Russian regulator revokes 3 more licenses in banking sector restructuring

The licenses were revoked from the St. Petersburg-based Finvest and Eurosib banks and the Moscow-based IstKom-Finance
 Russian Central Bank  ITAR-TASS/Sergei Bobylev
Russian Central Bank
© ITAR-TASS/Sergei Bobylev

MOSCOW, July 07. /ITAR-TASS/. The Russian Central Bank has revoked three more banking licenses in a continued effort to restructure the country’s financial system, the regulator said on Monday.

The licenses were revoked from the St. Petersburg-based Finvest and Eurosib banks and the Moscow-based IstKom-Finance over their highly risky policies and failure to comply with banking legislation and Bank of Russia regulations, the regulator said in a statement.

Compensation payments to clients of Fininvest, Eurosib and IstKom-Finance, which are participants in the deposit insurance syst4em, will start from July 21.

Fininvest held the 179th place in the Russian banking system while Eurosib ranked 652nd and IstKom-Finance 727th.

Improving the Russian banking system

The Russian Central Bank has taken active efforts in the past two years to restructure the domestic financial system and make it stable and resilient to market shocks.
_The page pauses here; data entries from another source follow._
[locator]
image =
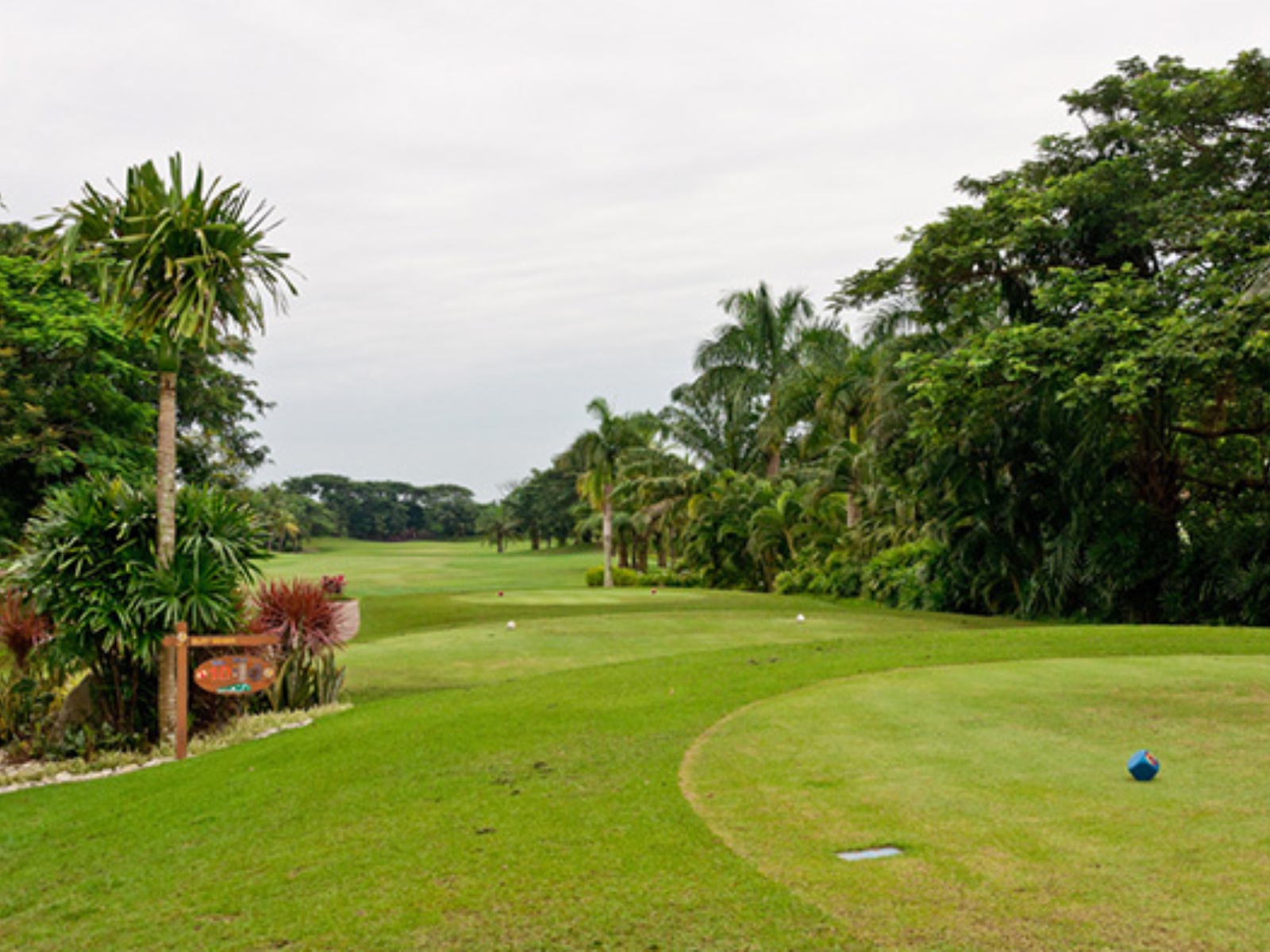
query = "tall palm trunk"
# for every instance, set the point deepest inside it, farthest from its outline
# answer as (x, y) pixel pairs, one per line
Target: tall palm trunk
(854, 512)
(607, 518)
(165, 480)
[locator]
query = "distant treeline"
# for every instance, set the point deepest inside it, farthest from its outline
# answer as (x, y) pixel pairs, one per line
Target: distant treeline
(327, 505)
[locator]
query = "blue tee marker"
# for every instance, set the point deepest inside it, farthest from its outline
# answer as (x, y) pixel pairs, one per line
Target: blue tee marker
(1143, 766)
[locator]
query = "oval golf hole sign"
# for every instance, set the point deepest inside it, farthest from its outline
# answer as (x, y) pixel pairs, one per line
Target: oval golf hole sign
(852, 856)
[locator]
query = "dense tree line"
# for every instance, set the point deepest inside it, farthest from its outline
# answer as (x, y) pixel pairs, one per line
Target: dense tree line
(78, 393)
(381, 511)
(1060, 405)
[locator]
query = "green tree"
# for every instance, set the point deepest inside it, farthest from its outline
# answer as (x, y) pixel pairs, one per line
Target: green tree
(181, 264)
(89, 562)
(498, 526)
(1089, 372)
(752, 357)
(73, 391)
(600, 455)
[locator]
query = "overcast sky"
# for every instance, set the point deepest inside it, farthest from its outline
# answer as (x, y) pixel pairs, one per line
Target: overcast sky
(505, 209)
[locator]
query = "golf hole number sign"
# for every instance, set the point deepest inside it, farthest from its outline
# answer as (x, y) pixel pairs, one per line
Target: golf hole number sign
(239, 674)
(234, 674)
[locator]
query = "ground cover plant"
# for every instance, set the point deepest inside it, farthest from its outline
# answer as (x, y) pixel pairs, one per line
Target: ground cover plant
(516, 789)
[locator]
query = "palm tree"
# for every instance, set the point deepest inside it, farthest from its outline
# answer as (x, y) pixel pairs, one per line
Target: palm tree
(753, 355)
(498, 524)
(598, 454)
(181, 266)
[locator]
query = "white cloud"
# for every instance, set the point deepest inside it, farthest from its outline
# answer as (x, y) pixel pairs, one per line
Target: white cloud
(503, 209)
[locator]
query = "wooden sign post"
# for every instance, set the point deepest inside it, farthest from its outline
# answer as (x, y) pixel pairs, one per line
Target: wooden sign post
(183, 641)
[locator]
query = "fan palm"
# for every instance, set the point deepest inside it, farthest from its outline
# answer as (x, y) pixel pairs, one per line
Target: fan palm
(181, 266)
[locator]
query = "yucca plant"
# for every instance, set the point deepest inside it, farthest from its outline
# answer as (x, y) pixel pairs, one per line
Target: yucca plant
(89, 562)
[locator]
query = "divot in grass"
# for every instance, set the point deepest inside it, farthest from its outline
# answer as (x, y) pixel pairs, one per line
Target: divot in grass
(854, 856)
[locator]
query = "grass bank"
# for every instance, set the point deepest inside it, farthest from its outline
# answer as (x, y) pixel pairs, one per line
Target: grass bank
(493, 789)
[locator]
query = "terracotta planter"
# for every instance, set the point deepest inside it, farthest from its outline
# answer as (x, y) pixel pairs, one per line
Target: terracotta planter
(348, 619)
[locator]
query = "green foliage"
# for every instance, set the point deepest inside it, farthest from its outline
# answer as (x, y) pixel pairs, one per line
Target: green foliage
(89, 564)
(1085, 359)
(302, 615)
(543, 505)
(622, 578)
(498, 526)
(78, 397)
(179, 263)
(836, 574)
(907, 577)
(717, 539)
(383, 511)
(74, 391)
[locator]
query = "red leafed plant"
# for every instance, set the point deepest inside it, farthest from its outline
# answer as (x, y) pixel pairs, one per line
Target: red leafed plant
(22, 630)
(300, 612)
(302, 615)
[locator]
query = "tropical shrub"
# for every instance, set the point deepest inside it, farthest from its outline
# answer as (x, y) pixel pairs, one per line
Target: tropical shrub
(835, 574)
(89, 564)
(907, 577)
(300, 612)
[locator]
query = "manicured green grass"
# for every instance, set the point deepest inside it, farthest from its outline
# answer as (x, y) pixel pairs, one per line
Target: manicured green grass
(493, 789)
(1006, 789)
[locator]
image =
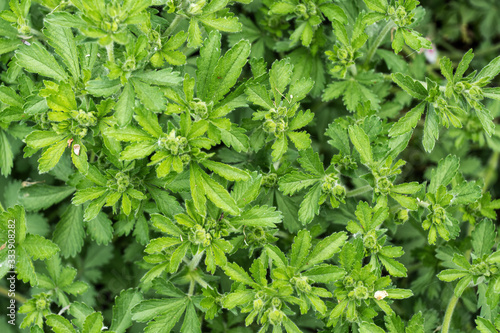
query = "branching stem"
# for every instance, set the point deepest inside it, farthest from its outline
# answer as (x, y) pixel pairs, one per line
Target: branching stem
(380, 38)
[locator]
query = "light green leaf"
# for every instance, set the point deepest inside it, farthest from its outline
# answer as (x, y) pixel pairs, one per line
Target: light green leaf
(62, 40)
(93, 323)
(296, 181)
(258, 216)
(163, 77)
(411, 86)
(326, 248)
(124, 108)
(447, 169)
(41, 196)
(394, 268)
(59, 324)
(228, 70)
(206, 63)
(36, 59)
(6, 155)
(483, 238)
(238, 274)
(409, 121)
(218, 194)
(100, 229)
(226, 171)
(301, 140)
(69, 234)
(122, 310)
(362, 144)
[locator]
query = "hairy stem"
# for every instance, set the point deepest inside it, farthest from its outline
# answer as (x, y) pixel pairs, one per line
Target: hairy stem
(380, 38)
(191, 288)
(195, 261)
(111, 52)
(491, 170)
(172, 25)
(18, 297)
(358, 191)
(449, 313)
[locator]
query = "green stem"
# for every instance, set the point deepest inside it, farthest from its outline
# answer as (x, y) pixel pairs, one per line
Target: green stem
(111, 52)
(196, 260)
(380, 38)
(448, 314)
(18, 297)
(491, 170)
(191, 288)
(358, 191)
(172, 25)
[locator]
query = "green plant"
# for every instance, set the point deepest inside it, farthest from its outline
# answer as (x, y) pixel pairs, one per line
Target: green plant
(259, 166)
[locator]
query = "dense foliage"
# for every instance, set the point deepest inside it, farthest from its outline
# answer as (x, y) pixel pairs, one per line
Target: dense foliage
(249, 166)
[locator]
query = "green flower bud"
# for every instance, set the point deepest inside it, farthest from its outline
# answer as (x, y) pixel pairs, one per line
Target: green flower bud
(401, 12)
(122, 181)
(276, 302)
(275, 317)
(269, 180)
(348, 281)
(459, 87)
(383, 186)
(129, 64)
(258, 304)
(269, 126)
(24, 30)
(476, 93)
(41, 304)
(361, 292)
(370, 240)
(301, 283)
(199, 108)
(402, 216)
(300, 10)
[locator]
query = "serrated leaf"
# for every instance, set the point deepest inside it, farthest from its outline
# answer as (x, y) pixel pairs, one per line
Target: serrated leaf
(444, 173)
(36, 59)
(228, 70)
(100, 229)
(41, 196)
(258, 216)
(69, 234)
(226, 171)
(122, 310)
(218, 194)
(62, 40)
(409, 121)
(93, 323)
(59, 324)
(483, 238)
(362, 144)
(411, 86)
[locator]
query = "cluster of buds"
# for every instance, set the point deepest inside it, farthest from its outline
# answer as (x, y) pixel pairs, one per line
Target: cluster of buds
(301, 283)
(360, 291)
(400, 16)
(276, 121)
(383, 186)
(200, 236)
(174, 144)
(306, 10)
(269, 180)
(199, 108)
(275, 314)
(342, 57)
(482, 268)
(370, 241)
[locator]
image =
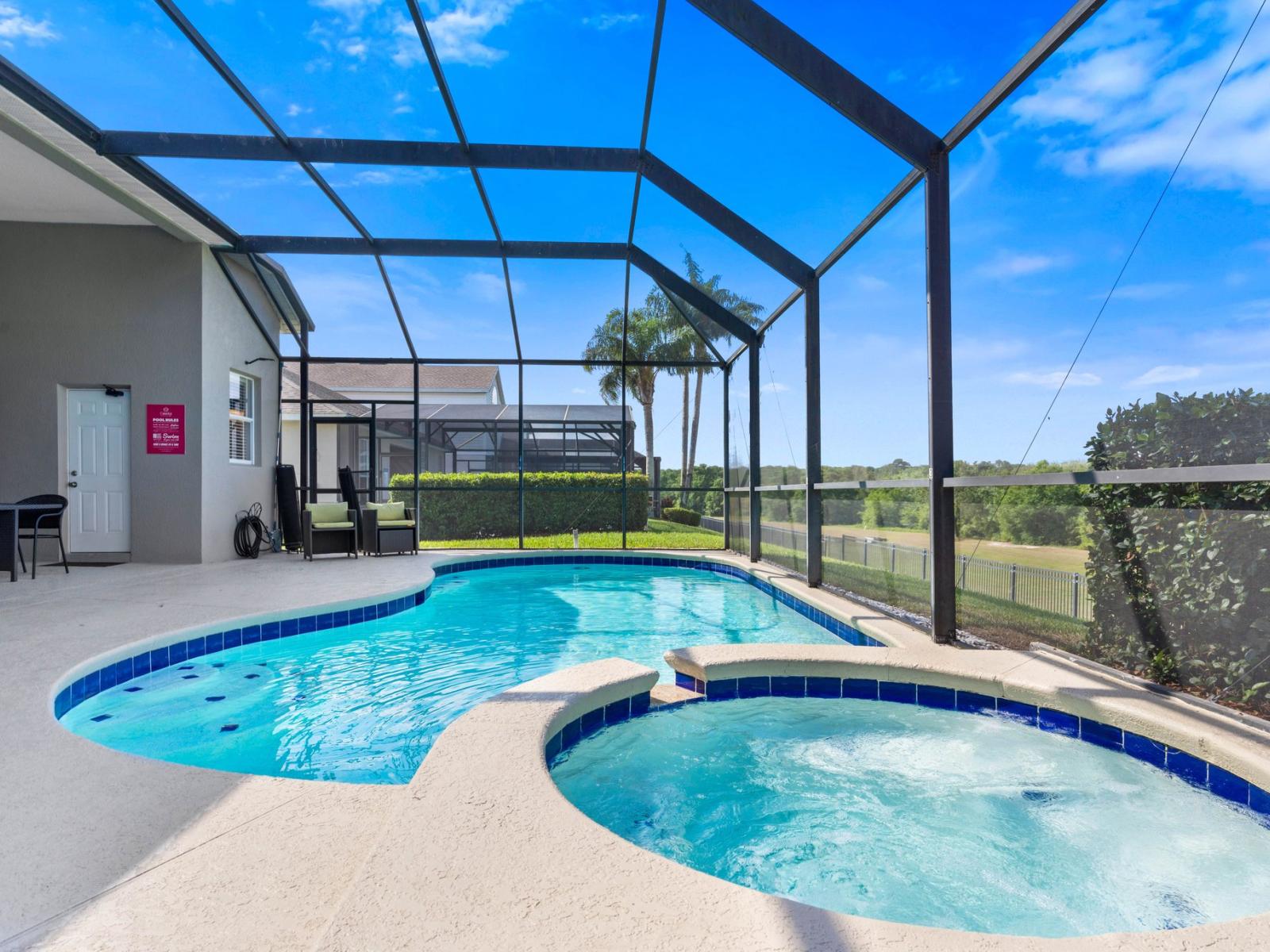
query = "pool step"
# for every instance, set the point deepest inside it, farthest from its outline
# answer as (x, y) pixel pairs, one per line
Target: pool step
(670, 695)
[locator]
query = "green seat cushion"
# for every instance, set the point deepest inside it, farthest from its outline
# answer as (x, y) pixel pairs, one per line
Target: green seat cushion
(387, 512)
(327, 512)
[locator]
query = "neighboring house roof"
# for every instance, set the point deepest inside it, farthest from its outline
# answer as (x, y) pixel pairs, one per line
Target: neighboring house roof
(400, 376)
(291, 391)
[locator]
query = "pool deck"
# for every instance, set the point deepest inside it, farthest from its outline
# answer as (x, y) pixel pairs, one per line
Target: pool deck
(103, 850)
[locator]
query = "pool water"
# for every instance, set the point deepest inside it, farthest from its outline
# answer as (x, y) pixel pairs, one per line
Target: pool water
(365, 702)
(920, 816)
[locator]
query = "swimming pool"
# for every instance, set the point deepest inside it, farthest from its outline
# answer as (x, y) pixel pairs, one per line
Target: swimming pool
(925, 816)
(364, 702)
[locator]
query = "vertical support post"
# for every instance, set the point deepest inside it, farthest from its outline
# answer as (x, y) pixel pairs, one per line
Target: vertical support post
(939, 352)
(727, 457)
(520, 451)
(305, 412)
(374, 463)
(418, 522)
(756, 522)
(814, 512)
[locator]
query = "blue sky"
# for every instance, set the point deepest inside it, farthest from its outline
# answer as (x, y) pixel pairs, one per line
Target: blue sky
(1048, 194)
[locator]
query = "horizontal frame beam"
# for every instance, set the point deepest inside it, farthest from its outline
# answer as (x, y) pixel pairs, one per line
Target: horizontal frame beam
(691, 295)
(717, 213)
(1236, 473)
(1045, 48)
(502, 362)
(368, 152)
(432, 248)
(825, 78)
(480, 155)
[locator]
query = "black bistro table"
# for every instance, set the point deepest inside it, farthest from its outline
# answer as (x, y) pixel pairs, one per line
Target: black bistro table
(10, 533)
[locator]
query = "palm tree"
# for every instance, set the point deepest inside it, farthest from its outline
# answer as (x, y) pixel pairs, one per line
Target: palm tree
(645, 340)
(741, 306)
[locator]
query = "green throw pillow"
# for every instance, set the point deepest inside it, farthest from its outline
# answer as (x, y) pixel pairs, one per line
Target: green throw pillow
(328, 512)
(387, 512)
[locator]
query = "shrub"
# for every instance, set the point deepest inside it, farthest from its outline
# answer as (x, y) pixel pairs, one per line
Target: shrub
(1180, 573)
(685, 517)
(459, 505)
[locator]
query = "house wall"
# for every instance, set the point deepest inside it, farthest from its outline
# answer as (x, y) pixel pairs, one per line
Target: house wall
(86, 305)
(230, 340)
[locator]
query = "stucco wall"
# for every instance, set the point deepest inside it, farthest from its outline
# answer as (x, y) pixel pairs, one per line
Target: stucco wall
(230, 340)
(84, 305)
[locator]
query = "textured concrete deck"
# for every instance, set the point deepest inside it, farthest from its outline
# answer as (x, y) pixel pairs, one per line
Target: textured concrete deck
(105, 850)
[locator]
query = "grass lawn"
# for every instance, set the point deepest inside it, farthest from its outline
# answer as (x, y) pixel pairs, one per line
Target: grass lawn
(658, 535)
(1062, 558)
(997, 620)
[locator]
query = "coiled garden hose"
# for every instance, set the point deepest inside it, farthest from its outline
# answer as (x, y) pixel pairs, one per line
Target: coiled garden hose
(249, 532)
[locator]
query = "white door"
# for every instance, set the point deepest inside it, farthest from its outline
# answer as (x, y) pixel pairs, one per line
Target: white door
(97, 471)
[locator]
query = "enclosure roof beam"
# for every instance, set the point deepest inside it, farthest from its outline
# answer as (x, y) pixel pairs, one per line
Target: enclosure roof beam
(1041, 50)
(722, 217)
(243, 93)
(825, 78)
(692, 295)
(692, 323)
(433, 248)
(368, 152)
(365, 152)
(421, 27)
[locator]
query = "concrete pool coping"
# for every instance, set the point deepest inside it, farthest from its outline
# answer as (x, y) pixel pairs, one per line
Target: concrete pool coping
(480, 850)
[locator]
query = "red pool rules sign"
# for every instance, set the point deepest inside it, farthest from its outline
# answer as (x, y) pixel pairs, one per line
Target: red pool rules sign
(165, 428)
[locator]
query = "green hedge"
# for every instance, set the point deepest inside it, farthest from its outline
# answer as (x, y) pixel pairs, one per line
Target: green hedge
(1180, 573)
(484, 505)
(685, 517)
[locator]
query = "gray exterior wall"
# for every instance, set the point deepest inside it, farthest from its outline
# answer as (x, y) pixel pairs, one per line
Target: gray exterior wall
(86, 305)
(230, 340)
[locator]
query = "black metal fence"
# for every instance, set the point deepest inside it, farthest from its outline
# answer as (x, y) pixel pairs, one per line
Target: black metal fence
(1045, 589)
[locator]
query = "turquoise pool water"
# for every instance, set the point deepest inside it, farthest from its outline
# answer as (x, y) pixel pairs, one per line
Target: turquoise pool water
(918, 816)
(365, 702)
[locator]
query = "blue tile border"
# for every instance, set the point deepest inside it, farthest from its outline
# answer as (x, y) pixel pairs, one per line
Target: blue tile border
(1191, 768)
(156, 659)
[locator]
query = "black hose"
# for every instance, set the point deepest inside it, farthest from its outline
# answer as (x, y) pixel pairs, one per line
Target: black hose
(249, 532)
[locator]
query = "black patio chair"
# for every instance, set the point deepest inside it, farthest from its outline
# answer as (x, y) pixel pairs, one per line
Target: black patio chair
(36, 524)
(348, 493)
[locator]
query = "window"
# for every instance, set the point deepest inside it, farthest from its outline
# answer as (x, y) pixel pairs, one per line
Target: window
(241, 418)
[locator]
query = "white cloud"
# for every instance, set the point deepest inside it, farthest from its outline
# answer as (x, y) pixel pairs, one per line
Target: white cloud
(1149, 291)
(1053, 378)
(1134, 84)
(1165, 374)
(14, 25)
(607, 21)
(355, 12)
(355, 48)
(488, 286)
(1016, 264)
(459, 33)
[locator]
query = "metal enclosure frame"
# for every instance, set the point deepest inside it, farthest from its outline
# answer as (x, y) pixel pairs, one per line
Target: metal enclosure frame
(789, 52)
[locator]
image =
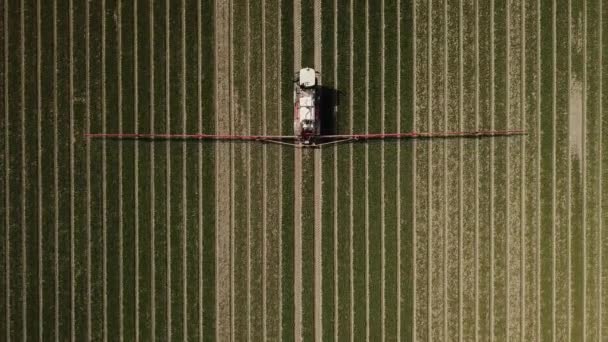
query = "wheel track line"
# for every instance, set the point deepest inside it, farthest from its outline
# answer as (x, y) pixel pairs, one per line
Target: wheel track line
(39, 159)
(6, 179)
(414, 172)
(523, 190)
(104, 169)
(492, 166)
(477, 89)
(398, 200)
(336, 301)
(248, 157)
(264, 183)
(280, 210)
(231, 126)
(168, 169)
(538, 166)
(429, 80)
(335, 190)
(584, 175)
(121, 313)
(553, 172)
(298, 286)
(72, 202)
(23, 187)
(460, 168)
(351, 195)
(382, 180)
(222, 186)
(152, 182)
(55, 167)
(569, 166)
(445, 171)
(318, 192)
(601, 56)
(367, 304)
(136, 161)
(508, 164)
(184, 180)
(200, 167)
The regulator has paid special attention to financial institutions that are not large in size and conduct risky operations and violate capital adequacy and transparency requirements.

Since 2013, the Central Bank of Russia has revoked licenses from about 50 credit institutions that operated in Moscow and the Moscow Region, the North Caucasus and the Siberian Federal District.

The number of banking institutions in Russia has decreased from 1,059 as of the beginning of 2014 to about 950 now.

The Russian Central Bank has also drawn up a list of systemically important banks.

Russian President Vladimir Putin earlier said in response to a journalists’ question that license revocations were intended to improve the country’s financial system and free it from financial institutions that could not fulfill their obligations to depositors and work efficiently and posed a risk to the entire banking system.

CBR Head Elvira Nabiullina said that the effort to clean the banking sector of inefficient operators is not a temporary campaign and will continue, and that the country’s top bank does not have a blacklist of banking institutions.

“Over the past year, about 50 banks have quit the market. These were either banks of unsatisfactory financial standing or banks strongly involved in criminal money market servicing,” Nabiullina said.

The process when inefficient operators quit the market makes the banking system healthy and raises people’s confidence in the country’s financial system, she added.